In my personal experience weighing out whether to transition or to stop my high school friendships once in college was no challenge at all. I understand that for many of you who are also in college this may not have been the case. I could imagine that many of you could or at one point never stand the idea of leaving your best friend since day one of school behind. Some of you may have even gone to the same college as your best friend or became roommates. Others of you on the flipside felt like “whatever will be” and let the relationship become what it was meant to be. Others of you may have said to yourself “high school is done and I am ready to put all of that behind me” stopping your relationships with your friends completely.
When the time comes to transition from high school into college or university the question that crosses many of our minds is “what becomes of my relationships with my friends?” Do I do everything in my power to keep them? Do I transition and see what becomes of them? Or do I simply walk away and see what the future has in store for me?
Speaking from personal opinion, my freshmen year of college I allowed myself to transition. I stayed in contact with my high school friends but limited my time spent with them. I respected the fact they were growing and expanding their lives with work and school just as I was. I knew in college I would be forming new relationships with people that would help me grow as a person as well. With that, I figured whoever I was to grow apart from would and whoever was to stay would. Just that happened. Many of my closest high school friends simply disappeared from my life and the ones that stayed grew closer.
Now, this was not a particularly hard concept for me, because I switched high schools partially through my junior year. The people I once called friends continued to grow into their lives and pushed me to the side. I mean nothing wrong by this just simply that we grew apart when our paths changed drastically from one another. So when graduation came and some of my friends were afraid to lose one another, I simply accepted the fact that whatever will be will be. The ambitious and free person that I am, wanted everything to just transition, not stop but transform.
For some of you that are reading this, you may find or have found that cutting ties with high school friends was fine and efficient on your end. That’s fine and there’s nothing wrong with that. You do you. But I will say that there is no way that we don’t just simply transition or transform these relationships even just a little bit.
I feel most of us can’t honestly just decide right away to end our friendships we need to see how everything goes first. Most importantly we need time. It still took time for me to end friendships with people from my first high school. I didn’t simply say to myself “well I’m not going to be a friend to them anymore.” That would be silly and utterly ridiculous. I hadn’t even established a life in my new town and school, so how was I even going to consider cutting my connection with them. The same goes for college. If you don’t have anything established when you first start college how can you honestly end any connection with anybody. In my opinion, it would be hard to function in your new stage of life if you didn’t have someone that was already close to you.

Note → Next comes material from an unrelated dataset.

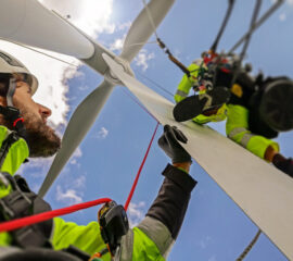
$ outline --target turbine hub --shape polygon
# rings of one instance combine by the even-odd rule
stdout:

I get that many of you reading this have already been through this and are enjoying your time here at UWM and wondering what is the point of this article. Well, I believe that this is a lifelong practice we all come across throughout the life cycle. Even in college, there are friends that I used to be much closer to that I am not as close to anymore. I’m certain that many of the friends I will make throughout the rest of my college career and life as an adult will transform. I’m sure the same will apply for you.